Those holiday plans he was excited about (or dreading)?  Vanished.  That dental appointment that he was postponing?  No need to fret about that anymore.   The political direction of the country? No longer an issue.  The unresolved argument he had with his daughter the other night? It will forever be unresolved .  Nothing matters to him anymore.  He has been released.

HIs death is a very real reminder that all these little things that we struggle with? None of them really matter all that much.  When you die, all that stuff just goes away.  You go away.  Or at least you go away in this existence.  Maybe there is a new way of being but apparently you disappear from your life the way you knew it and the way we knew you in it.  It's worthwhile to think about that from time to time and maybe that's one reason why people die.  They die so the rest of us can remember that all that little stuff doesn't really matter.

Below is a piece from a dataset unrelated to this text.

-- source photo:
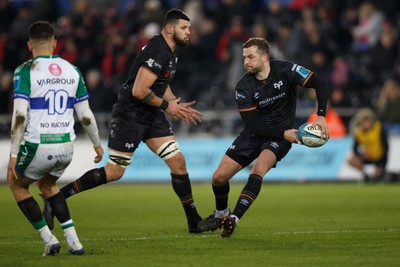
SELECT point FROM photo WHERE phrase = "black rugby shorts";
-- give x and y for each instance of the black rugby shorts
(247, 147)
(126, 131)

 They were talking on the radio about this man's legacy.  For what will he be remembered?   And that's a reality check as well.  Remembered?  For how long?  Maybe people in the community will still be talking about him in twenty years. Maybe even in forty years his name will fall into conversations here and there.  In sixty years I'm pretty sure he will just be a Wikipedia entry.  And he's in Wikipedia because he's well known.  Me?  In sixty years the best I can hope for is to be a photo in some long discarded family album.  And, huh, it won't matter. Period.  He's gone.  I will be gone.  Some words in Wikipedia or a photo in an album are like one strand of hair on a body during one summer of a life.  In other words, they are almost nothing compared to the whole life of the being.

I guess this is just to say, pay attention.  Pay attention to what doesn't mater.  Maybe stay curious about  life and what is unfolding.  Maybe avoid getting too riled up when things don't go the way you planned.  Practice making room for the unexpected, for the unknowable.  Make room for the mysterious.  Take in the days, one at a time, until one day you, too,  float away.